SRU students staying ‘Up ‘til Dawn’ to support St. Jude
Jan. 22, 2016
SLIPPERY ROCK, Pa. - Slippery Rock University students often find themselves awake long after most of us have already turned in for the night. Whether it's cramming for a big test or working on a research paper, burning the midnight oil is commonplace across the University campus.
However, when SRU students stay "Up 'til Dawn" Feb. 6 from 12-6 a.m., they will be doing so to support St. Jude Children's Research Hospital.
The "Up 'til Dawn" event, now in its 10th year, will seek to raise $20,000 for Memphis, Tennessee-based St. Jude, which annually treats more than 7,500 children suffering from childhood cancer and other life-threatening diseases. More than 75 percent of St. Jude's funding comes from public contributions. Families do not receive a bill for treatment, nor pay for travel or housing.
"It is a great way to help others, and have fun at the same time," said Samantha Rivet, a business management major from Twinsburg, Ohio, who serves as the "Up 'til Dawn" fundraising director. "It's a blast, and you're so tired by the end, but it's well worth it. It's so much fun to give back."
Using "Cancer Never Sleeps" as the event slogan, participating students must each raise $100 to compete in hourly activities and challenges in support of St. Jude patients.
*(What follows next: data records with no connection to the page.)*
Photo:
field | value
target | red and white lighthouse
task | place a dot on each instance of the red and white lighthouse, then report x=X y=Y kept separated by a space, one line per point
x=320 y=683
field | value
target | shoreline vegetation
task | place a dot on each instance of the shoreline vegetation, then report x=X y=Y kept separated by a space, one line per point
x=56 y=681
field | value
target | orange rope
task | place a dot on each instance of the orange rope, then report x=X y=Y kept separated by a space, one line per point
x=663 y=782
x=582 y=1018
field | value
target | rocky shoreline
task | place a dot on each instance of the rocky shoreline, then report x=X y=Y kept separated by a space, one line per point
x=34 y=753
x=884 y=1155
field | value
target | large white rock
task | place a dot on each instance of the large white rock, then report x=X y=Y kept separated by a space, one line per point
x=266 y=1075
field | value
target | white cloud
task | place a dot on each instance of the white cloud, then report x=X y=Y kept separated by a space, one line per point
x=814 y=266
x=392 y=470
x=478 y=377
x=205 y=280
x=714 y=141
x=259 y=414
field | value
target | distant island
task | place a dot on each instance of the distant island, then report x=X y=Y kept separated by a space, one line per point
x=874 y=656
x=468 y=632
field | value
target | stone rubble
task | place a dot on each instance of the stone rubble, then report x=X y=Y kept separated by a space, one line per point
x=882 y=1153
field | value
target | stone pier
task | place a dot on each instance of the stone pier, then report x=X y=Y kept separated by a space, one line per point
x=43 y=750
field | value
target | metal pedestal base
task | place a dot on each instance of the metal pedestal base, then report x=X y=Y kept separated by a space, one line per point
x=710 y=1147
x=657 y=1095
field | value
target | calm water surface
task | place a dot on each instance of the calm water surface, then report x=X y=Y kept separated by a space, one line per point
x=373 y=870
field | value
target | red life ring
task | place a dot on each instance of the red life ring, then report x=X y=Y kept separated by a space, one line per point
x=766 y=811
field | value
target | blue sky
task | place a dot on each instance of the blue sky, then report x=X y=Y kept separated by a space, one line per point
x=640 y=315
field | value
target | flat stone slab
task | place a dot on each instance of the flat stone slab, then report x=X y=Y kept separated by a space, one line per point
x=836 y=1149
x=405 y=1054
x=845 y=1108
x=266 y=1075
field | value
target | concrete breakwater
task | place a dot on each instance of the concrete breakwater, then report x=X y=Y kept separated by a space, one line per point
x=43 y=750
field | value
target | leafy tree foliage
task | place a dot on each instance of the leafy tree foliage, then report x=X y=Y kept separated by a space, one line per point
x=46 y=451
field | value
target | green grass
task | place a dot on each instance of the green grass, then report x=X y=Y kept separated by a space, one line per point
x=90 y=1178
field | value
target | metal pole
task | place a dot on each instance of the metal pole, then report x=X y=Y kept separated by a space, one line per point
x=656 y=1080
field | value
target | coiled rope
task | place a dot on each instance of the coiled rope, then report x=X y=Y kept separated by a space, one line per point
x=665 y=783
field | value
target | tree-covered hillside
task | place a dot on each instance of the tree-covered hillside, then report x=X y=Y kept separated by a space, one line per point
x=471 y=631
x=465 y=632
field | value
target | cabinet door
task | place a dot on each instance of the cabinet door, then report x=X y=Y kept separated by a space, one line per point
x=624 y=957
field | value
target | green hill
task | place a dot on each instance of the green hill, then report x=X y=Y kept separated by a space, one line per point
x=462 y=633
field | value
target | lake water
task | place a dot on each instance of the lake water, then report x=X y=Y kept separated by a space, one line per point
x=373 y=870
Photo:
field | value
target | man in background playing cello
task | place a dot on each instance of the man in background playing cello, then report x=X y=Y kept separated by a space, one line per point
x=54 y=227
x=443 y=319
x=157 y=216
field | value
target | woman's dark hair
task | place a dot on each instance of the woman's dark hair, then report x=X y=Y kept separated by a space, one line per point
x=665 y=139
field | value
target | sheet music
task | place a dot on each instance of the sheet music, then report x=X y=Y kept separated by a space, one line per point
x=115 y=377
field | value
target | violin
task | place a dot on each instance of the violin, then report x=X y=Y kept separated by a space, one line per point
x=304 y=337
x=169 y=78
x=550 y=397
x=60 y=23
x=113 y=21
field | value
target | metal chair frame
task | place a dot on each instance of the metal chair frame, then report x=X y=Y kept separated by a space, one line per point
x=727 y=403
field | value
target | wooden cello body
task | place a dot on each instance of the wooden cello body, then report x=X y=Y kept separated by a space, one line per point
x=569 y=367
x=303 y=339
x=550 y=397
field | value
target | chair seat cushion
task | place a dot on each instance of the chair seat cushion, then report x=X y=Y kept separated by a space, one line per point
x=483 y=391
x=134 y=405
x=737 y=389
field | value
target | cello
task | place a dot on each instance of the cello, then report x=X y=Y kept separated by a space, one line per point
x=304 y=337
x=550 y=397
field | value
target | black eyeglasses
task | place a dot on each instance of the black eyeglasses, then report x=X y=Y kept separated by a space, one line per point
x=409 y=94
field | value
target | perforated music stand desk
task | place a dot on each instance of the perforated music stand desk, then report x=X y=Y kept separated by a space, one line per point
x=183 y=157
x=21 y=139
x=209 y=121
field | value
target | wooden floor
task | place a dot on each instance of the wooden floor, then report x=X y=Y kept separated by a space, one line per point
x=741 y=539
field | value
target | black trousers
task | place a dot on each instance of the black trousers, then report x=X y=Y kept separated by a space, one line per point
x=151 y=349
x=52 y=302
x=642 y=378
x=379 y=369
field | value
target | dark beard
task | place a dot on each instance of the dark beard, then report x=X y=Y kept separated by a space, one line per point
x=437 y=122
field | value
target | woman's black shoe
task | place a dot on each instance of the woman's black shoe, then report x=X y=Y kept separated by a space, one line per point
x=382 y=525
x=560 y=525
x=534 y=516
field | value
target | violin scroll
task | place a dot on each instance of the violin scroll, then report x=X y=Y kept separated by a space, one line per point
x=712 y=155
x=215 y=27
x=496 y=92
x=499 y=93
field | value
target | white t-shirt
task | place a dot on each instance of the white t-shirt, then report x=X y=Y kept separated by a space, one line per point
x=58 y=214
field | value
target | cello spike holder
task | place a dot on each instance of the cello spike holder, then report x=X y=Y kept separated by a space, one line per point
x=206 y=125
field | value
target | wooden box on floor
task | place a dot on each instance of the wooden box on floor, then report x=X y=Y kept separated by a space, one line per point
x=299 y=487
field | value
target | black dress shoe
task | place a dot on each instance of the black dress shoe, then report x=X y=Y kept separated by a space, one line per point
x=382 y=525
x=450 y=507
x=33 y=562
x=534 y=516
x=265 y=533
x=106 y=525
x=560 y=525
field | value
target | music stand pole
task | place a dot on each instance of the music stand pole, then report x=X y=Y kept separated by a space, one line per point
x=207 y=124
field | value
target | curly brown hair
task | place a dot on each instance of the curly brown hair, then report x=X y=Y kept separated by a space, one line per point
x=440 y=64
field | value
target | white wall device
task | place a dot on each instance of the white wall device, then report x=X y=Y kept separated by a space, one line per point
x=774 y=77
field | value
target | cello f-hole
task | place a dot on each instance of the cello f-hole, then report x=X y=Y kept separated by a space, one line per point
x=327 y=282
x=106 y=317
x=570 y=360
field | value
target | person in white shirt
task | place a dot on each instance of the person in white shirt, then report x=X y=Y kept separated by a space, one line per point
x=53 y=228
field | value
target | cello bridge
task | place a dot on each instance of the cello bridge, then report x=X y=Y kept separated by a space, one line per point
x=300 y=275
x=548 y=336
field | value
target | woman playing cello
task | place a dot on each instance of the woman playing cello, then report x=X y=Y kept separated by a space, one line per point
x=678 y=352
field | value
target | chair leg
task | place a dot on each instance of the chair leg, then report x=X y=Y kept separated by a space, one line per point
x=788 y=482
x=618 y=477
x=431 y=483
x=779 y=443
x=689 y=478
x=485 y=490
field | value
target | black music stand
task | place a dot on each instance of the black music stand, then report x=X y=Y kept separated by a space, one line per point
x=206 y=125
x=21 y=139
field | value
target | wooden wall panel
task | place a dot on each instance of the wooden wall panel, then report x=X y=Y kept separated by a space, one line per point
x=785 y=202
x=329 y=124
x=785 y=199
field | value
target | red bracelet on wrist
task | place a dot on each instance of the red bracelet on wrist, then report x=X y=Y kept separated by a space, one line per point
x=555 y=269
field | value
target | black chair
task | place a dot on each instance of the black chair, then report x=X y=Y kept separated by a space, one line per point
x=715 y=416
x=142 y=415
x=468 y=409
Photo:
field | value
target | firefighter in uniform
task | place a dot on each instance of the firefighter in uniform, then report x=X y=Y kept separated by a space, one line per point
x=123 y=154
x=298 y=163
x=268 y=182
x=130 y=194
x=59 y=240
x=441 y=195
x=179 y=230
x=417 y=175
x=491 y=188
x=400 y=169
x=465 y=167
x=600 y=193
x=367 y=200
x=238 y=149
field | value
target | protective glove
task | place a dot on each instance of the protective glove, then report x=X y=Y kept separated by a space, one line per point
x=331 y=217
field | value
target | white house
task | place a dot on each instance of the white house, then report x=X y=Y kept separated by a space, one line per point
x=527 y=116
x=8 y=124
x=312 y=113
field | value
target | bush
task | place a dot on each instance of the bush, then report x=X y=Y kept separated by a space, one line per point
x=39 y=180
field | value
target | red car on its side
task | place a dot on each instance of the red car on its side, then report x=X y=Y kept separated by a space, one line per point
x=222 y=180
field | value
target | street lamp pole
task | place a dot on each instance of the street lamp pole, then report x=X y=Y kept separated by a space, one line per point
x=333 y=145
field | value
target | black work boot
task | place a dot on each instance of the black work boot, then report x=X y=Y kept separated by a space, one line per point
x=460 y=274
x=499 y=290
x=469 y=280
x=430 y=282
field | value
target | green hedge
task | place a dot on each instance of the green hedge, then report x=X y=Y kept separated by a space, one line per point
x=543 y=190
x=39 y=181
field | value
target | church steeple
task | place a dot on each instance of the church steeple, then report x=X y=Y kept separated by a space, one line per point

"One of the events is a head shaving contest," said Rivet. "That is done by putting spare money into a jar to determine who collects the most money. Whoever collects the most money, loses their hair, which a lot of the children being treated at St. Jude have happen as a result of their treatments."
The event, which previously saw donations reach upwards of $60,000, has witnessed declining financial support. According to Rivet, this year's current total is $12,281, with more to be collected.
In prior years, the event committee would stage a one-night letter writing campaign seeking donations from family and friends. However, according to Rivet, the format was changed by St. Jude to have the event focus more as a celebration, than a solicitation.
Meghan Cain, an early childhood education major from Twinsburg, Ohio, serves as executive director for the event. As a future teacher, Cain said she has a soft spot in her heart for sick children.
"Cancer has touched almost everyone's life," said Cain. "For me, to think of a child having to go through that, it makes it 10 times worse. People should step up in order to help with something bigger than them. It's the greatest way to help people who are less fortunate than you, and it doesn't take a lot of effort."
"To see children struggle really gets to me," said Rivet. "They're sitting in a hospital, unable to run around with their friends. Their struggles really touch my heart and make me want to help."
Rivet pointed out that operating St. Jude's is an expensive endeavor. The hospital's daily operating budget is roughly $2 million.
"When you consider what we're trying to accomplish with our event, if we're able to raise $25,000, we're only talking about covering about 15 minutes of their daily operation," said Rivet.